Tentunya yang perlu menjadi pertimbangan lebih Cocok menggunakan Fiber apabila kalau dipantai tempat mendarat, kondisi pantainya adalah berpasir, dan tidak cocok apabila Pantainya berbatu karang yang akan membuat lapisan fiber akan bergesekan dg batu karang dan dapat mengakibatkan retak pada lapisan Fiber.

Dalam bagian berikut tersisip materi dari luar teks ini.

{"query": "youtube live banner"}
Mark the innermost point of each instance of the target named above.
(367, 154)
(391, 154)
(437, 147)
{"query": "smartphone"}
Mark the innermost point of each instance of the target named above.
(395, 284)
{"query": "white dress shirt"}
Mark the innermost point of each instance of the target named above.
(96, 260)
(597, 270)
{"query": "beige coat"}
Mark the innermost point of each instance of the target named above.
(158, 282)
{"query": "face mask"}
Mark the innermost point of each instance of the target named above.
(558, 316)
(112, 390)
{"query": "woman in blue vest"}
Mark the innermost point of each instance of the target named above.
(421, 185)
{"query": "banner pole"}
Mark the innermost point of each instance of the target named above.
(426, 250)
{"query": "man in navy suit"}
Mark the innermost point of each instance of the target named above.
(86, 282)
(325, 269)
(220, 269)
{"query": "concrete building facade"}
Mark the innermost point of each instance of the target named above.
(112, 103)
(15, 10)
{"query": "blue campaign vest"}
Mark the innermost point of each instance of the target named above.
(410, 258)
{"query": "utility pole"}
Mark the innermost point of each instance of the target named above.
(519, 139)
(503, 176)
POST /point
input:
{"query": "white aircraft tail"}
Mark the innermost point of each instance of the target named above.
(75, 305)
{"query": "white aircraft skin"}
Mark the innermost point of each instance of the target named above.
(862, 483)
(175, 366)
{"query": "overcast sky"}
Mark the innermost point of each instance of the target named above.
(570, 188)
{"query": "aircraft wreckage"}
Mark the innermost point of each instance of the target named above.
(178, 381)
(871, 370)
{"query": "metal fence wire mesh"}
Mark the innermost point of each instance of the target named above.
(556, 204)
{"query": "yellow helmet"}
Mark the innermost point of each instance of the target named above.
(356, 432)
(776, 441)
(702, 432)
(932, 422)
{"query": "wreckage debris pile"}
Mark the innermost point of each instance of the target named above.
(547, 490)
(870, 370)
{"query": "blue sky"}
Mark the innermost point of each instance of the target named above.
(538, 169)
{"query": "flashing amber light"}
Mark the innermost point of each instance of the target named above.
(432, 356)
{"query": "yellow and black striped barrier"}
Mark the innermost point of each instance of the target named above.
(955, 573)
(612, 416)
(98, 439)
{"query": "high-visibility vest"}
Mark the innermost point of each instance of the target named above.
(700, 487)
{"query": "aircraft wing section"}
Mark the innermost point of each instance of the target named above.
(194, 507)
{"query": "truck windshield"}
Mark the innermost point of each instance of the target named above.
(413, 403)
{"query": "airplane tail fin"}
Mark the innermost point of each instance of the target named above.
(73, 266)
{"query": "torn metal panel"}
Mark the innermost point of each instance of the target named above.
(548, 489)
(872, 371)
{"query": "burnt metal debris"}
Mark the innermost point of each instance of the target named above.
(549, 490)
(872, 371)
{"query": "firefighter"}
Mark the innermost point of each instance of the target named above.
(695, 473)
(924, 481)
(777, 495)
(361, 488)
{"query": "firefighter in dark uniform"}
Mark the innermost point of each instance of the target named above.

Hasil Produksi Kano Ujung Bali Produksi Armijun, Sapa Cs

Untuk Kano yang tanpa lapisan fiber lebih cocok untuk ukuran kano kecil yang digunakan tanpa mesin, hanya menggunakan kayuh/ dayung dari kayu/ karet. Begitu juga penggunaan Kano tanpa fiber untuk yang sifatnya digunakan santai dan untuk disewakan, karena pertimbangan ringan/ tidak berat

Tambahan Harga  klo ada tambahan fiber tergantung cara penggunaannya apakah hanya dilapisi dengan kuas saja atau dibuat cetakan terlebih dahulu. Klo hanya dilapisi dengan fiber dasar /kuas saja  kisaran tambahan  1 – 2,5 Juta/ buah, sedang kalau yang dicetak ada tambahan dari  2 jt- 5 jt/ buah.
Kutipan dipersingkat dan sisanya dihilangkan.